Martina Navratilova, Aegon International Tennis, Eastbourne 2011

Tennis legend and top speller Martina Navratilova (Pic by Andrew Campbell – Martina Navratilova, CC BY 2.0, https://commons.wikimedia.org/w/index.php?curid=41119346)

The highlight of Wimbledon 2018 so far hasn’t been the glorious weather, the form of the young British players or the sight of Roger Federer, resplendent in his new Uniqlo outfits. No, the contest of the week has been the Twitter spat between 9-times Wimbledon champion Martina Navratilova and that ambulant turd Arron Banks.

In truth, it wasn’t so much a spat, as a case of tennis titan Martina swatting away the co-founder of the Leave.EU campaign as though he were a grubby little fly soiling her dish of strawberries.

Martina tweets about a wide range of topics, including women’s rights, LGBTQIA issues and, of course, Donald Trump. She’s been outspoken since long before the days of social media, and her Twitter profile (helpfully) includes the warning ‘Time to speak out is now, telling me to stick to tennis =automatic block.’

On Monday Martina responded ‘This is getting interesting’ to a tweet by journalist Carole Cadwalladr about the ongoing controversy over alleged Russian interference in the Brexit campaign and Banks’s relationship with the Russian Government. With rapier-like wit, he replied, ‘Unlike your tennis style’.

Martina sportingly kept the rally going with ‘My tennis style is a lot of things, but boring? I don’t think so:)’, and she subsequently aced him with this stinging rebuke to his invitation to meet at Wimbledon next week:

Banks’s feeble attempt to belittle one of Wimbledon’s greatest champions was, briefly, effective in distracting attention away from the serious issues. But I wonder whether he was really talking about Martina’s tennis game or just showing a more general prejudice about how female athletes look.

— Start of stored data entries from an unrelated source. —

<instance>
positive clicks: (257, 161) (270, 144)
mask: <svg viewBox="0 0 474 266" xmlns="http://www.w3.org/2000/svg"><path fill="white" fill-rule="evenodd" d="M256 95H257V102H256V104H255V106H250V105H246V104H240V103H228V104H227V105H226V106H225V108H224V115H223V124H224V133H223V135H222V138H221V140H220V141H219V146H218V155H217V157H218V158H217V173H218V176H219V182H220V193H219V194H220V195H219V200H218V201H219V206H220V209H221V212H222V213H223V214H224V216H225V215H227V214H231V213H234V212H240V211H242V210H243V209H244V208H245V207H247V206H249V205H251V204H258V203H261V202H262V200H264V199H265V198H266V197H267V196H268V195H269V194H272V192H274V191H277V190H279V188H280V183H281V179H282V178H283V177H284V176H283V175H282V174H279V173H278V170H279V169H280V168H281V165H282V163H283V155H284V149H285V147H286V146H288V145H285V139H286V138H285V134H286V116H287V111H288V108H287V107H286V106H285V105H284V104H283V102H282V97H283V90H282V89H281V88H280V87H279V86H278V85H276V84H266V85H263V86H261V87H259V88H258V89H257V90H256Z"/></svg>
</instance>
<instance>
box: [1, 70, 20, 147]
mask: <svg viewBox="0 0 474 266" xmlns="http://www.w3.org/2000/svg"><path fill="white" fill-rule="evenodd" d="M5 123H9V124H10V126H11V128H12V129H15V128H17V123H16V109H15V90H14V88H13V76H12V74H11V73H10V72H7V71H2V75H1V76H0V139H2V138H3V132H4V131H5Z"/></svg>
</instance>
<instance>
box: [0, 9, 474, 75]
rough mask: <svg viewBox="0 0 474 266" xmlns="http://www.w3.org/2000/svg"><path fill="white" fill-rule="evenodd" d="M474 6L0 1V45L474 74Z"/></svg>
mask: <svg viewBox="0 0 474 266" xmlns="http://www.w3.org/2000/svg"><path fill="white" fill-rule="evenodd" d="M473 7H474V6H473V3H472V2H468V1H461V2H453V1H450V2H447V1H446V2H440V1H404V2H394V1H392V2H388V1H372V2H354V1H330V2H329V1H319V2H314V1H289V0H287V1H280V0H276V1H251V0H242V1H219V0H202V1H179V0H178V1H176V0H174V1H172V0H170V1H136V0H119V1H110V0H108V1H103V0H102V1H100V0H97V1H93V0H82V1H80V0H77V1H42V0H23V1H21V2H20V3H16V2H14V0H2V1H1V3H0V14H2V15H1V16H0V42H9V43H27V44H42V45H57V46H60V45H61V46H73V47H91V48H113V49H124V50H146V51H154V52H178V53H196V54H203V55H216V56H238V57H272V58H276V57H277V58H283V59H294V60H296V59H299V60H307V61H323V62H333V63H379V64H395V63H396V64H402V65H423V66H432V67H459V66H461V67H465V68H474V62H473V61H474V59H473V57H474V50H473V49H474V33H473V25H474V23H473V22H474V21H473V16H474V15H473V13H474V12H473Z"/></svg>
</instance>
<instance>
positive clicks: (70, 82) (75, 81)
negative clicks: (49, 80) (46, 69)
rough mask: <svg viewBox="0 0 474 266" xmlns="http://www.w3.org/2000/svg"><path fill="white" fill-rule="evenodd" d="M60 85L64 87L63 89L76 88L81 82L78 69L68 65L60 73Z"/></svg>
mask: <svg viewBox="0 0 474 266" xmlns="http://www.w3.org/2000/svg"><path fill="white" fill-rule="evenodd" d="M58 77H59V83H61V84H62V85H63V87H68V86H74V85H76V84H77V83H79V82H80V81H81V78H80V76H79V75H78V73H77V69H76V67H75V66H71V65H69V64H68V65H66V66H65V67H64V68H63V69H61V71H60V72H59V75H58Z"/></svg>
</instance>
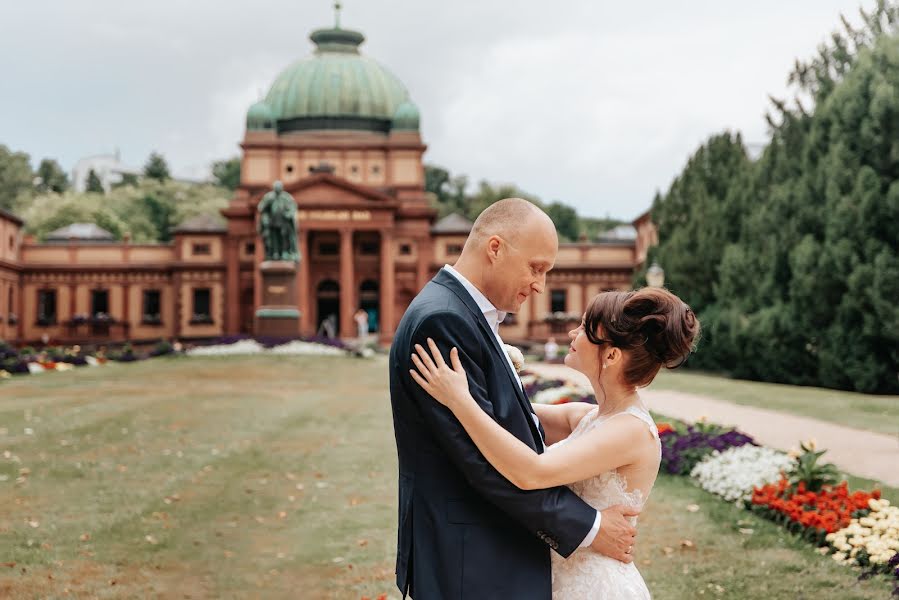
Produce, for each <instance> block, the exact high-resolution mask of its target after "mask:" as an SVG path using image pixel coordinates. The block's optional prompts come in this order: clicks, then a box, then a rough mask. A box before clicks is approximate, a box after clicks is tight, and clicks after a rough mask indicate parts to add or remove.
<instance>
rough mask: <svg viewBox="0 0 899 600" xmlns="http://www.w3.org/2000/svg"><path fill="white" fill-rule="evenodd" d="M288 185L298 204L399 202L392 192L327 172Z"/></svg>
mask: <svg viewBox="0 0 899 600" xmlns="http://www.w3.org/2000/svg"><path fill="white" fill-rule="evenodd" d="M284 189H285V191H287V192H288V193H290V195H291V196H293V197H294V199H295V200H296V201H297V206H298V207H310V208H312V207H316V208H338V207H344V208H357V207H364V208H368V209H372V208H384V209H392V208H396V207H397V206H398V202H397V200H396V198H394V197H392V196H389V195H387V194H385V193H383V192H380V191H378V190H374V189H371V188H368V187H364V186H361V185H357V184H355V183H352V182H350V181H347V180H346V179H341V178H339V177H335V176H334V175H331V174H327V173H321V174H316V175H313V176H312V177H307V178H305V179H301V180H300V181H295V182H293V183H291V184H289V185H285V186H284Z"/></svg>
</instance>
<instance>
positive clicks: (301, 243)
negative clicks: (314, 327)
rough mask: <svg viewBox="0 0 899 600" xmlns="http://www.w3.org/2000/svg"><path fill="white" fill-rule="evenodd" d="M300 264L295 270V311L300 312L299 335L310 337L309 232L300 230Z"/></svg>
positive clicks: (305, 229)
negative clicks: (295, 277)
mask: <svg viewBox="0 0 899 600" xmlns="http://www.w3.org/2000/svg"><path fill="white" fill-rule="evenodd" d="M297 249H298V250H299V252H300V264H299V267H300V268H299V269H297V309H298V310H299V311H300V335H312V334H313V333H315V332H314V331H313V330H312V327H313V326H312V303H311V302H310V301H309V298H310V293H311V290H310V289H309V258H310V254H309V231H307V230H306V229H300V233H299V236H298V239H297Z"/></svg>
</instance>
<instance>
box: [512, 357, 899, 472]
mask: <svg viewBox="0 0 899 600" xmlns="http://www.w3.org/2000/svg"><path fill="white" fill-rule="evenodd" d="M527 368H528V369H530V370H531V371H534V372H536V373H539V374H540V375H543V376H545V377H553V378H558V379H564V380H568V381H571V382H572V383H576V384H578V385H582V386H586V387H587V388H588V389H589V382H588V381H587V378H586V377H585V376H583V375H581V374H580V373H577V372H575V371H573V370H571V369H569V368H568V367H566V366H564V365H548V364H540V363H530V364H528V367H527ZM641 394H642V396H643V398H644V399H645V400H646V402H647V404H648V405H649V408H651V409H652V410H653V411H655V412H658V413H660V414H663V415H666V416H669V417H673V418H675V419H680V420H682V421H687V422H690V423H692V422H694V421H696V420H697V419H698V418H700V417H702V416H705V417H707V418H708V420H709V421H711V422H712V423H720V424H722V425H733V426H735V427H738V428H739V429H740V430H741V431H745V432H746V433H748V434H749V435H751V436H752V437H754V438H755V439H756V440H758V441H759V443H761V444H763V445H765V446H770V447H772V448H778V449H780V450H785V451H787V450H790V449H791V448H797V447H798V446H799V441H800V440H807V439H809V438H814V439H815V441H816V443H817V445H818V447H819V448H821V449H827V451H828V452H827V455H826V457H825V458H826V459H827V460H829V461H830V462H833V463H834V464H836V465H837V466H838V467H840V468H841V469H843V470H844V471H847V472H849V473H852V474H853V475H857V476H859V477H867V478H869V479H875V480H877V481H881V482H883V483H885V484H887V485H890V486H894V487H899V437H893V436H889V435H884V434H881V433H872V432H869V431H862V430H859V429H853V428H851V427H843V426H841V425H834V424H832V423H826V422H823V421H818V420H816V419H810V418H808V417H800V416H797V415H791V414H788V413H783V412H776V411H772V410H767V409H763V408H753V407H749V406H741V405H738V404H732V403H730V402H726V401H723V400H718V399H716V398H711V397H708V396H700V395H696V394H687V393H683V392H669V391H663V390H653V389H651V388H650V389H647V390H644V391H643V392H642V393H641Z"/></svg>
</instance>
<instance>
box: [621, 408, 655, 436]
mask: <svg viewBox="0 0 899 600" xmlns="http://www.w3.org/2000/svg"><path fill="white" fill-rule="evenodd" d="M624 412H626V413H628V414H631V415H634V416H635V417H637V418H638V419H640V420H641V421H643V422H644V423H646V426H647V427H649V431H650V432H651V433H652V437H654V438H655V439H656V440H658V439H659V428H658V427H656V423H655V421H653V419H652V415H650V414H649V411H648V410H646V409H645V408H643V407H642V406H634V405H631V406H628V407H627V409H625V410H624Z"/></svg>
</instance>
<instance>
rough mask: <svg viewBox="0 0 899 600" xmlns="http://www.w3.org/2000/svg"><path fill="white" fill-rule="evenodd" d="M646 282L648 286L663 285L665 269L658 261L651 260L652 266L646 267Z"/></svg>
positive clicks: (664, 286)
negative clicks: (651, 260)
mask: <svg viewBox="0 0 899 600" xmlns="http://www.w3.org/2000/svg"><path fill="white" fill-rule="evenodd" d="M646 283H647V284H648V285H649V286H650V287H665V270H664V269H662V267H660V266H659V263H658V262H656V261H652V266H651V267H649V269H647V271H646Z"/></svg>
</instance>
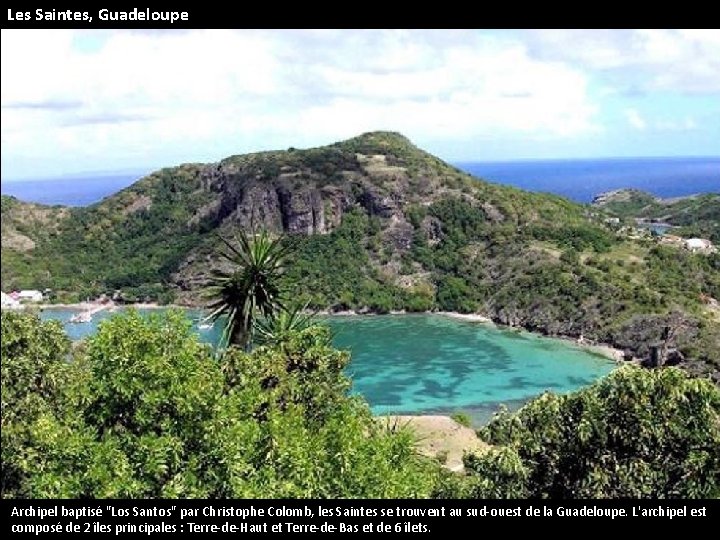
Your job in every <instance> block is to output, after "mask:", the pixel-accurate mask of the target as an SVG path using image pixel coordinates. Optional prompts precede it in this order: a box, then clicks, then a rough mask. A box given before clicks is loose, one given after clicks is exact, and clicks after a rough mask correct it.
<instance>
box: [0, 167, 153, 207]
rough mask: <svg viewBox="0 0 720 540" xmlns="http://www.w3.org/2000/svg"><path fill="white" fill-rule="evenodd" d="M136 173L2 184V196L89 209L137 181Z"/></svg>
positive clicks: (31, 181) (117, 174) (64, 177)
mask: <svg viewBox="0 0 720 540" xmlns="http://www.w3.org/2000/svg"><path fill="white" fill-rule="evenodd" d="M140 177H141V175H139V174H117V175H98V176H83V177H77V178H74V177H70V176H67V177H62V178H44V179H39V180H15V181H5V180H3V181H2V194H3V195H13V196H15V197H17V198H18V199H20V200H22V201H26V202H35V203H41V204H62V205H65V206H88V205H91V204H93V203H96V202H98V201H101V200H102V199H104V198H105V197H107V196H109V195H112V194H113V193H117V192H118V191H120V190H121V189H123V188H126V187H127V186H129V185H130V184H132V183H134V182H135V181H136V180H139V179H140Z"/></svg>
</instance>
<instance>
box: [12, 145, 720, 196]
mask: <svg viewBox="0 0 720 540" xmlns="http://www.w3.org/2000/svg"><path fill="white" fill-rule="evenodd" d="M454 165H455V166H456V167H458V168H460V169H462V170H464V171H467V172H469V173H470V174H473V175H475V176H477V177H479V178H483V179H485V180H489V181H491V182H497V183H500V184H509V185H512V186H516V187H519V188H522V189H526V190H529V191H543V192H548V193H555V194H557V195H562V196H564V197H567V198H569V199H572V200H574V201H577V202H590V201H591V200H592V198H593V197H594V196H595V195H597V194H599V193H602V192H603V191H609V190H612V189H619V188H637V189H642V190H644V191H649V192H650V193H653V194H654V195H657V196H659V197H678V196H682V195H692V194H694V193H710V192H713V193H717V192H720V157H710V158H614V159H576V160H527V161H508V162H465V163H455V164H454ZM137 179H138V175H127V174H126V175H117V174H116V175H106V176H97V177H87V176H84V177H78V178H72V177H63V178H54V179H53V178H51V179H43V180H23V181H4V180H3V181H2V193H3V195H14V196H15V197H17V198H19V199H21V200H23V201H29V202H37V203H43V204H64V205H69V206H87V205H90V204H93V203H96V202H98V201H100V200H102V199H103V198H104V197H107V196H109V195H112V194H113V193H116V192H117V191H119V190H121V189H122V188H124V187H127V186H129V185H130V184H132V183H133V182H135V181H136V180H137Z"/></svg>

Donning my hazmat suit to trawl through the Twitter timeline of Arron Banks, I found another comment about women’s tennis from the same day: ‘I prefer Anna Kournikova , that Russian blonde bird , she is gorgeous with a wonderful serve and volley …’

Kournikova, long retired from the game, was a former top 10 player, who achieved some respectable results, including a semi-final spot at Wimbledon in 1997. Let’s be honest, though, it was Kournikova’s sultry blonde looks that made her such a hit with Neanderthals like Arron Banks.

I saw Anna Kournikova play on Centre Court at Wimbledon in 2000. What stuck in my mind that day wasn’t the serving or the volleying but the phalanx of photographers with their lenses permanently trained on the Russian Kewpie doll. How predictable.

No one with a genuine appreciation of tennis could possibly draw a comparison between Martina Navratilova (winner of 18 Grand Slam single titles) and Anna Kournikova. Banks’s comment perpetuates the idea that female athletes exist solely for the purpose of titillating middle-aged losers like him. No doubt he is similarly dismissive of the ‘style’ of other tennis greats like the Williams sisters, Steffi Graf and Billie Jean King.

It annoys me to think of him getting tickets for next week’s men’s semi-finals at Wimbledon, when someone who really loves the game could have been enjoying the action on Centre Court.

Speaking as a fan of good grammar and correct spelling, I applaud Martina’s good-natured chiding of Arron Banks over his misspelling of Pimm’s. I fear it is unlikely to have much of an impact on his tweets or his manners.

I wonder why Mr and Mrs Banks named their son Arron Banks, instead of choosing the more usual spelling of Aaron. Apparently the name means tall mountain in Hebrew.

Despite his vast wealth and troubling level of political influence, I don’t believe Arron Banks has the moral or intellectual stature to live up to his name – however he spells it.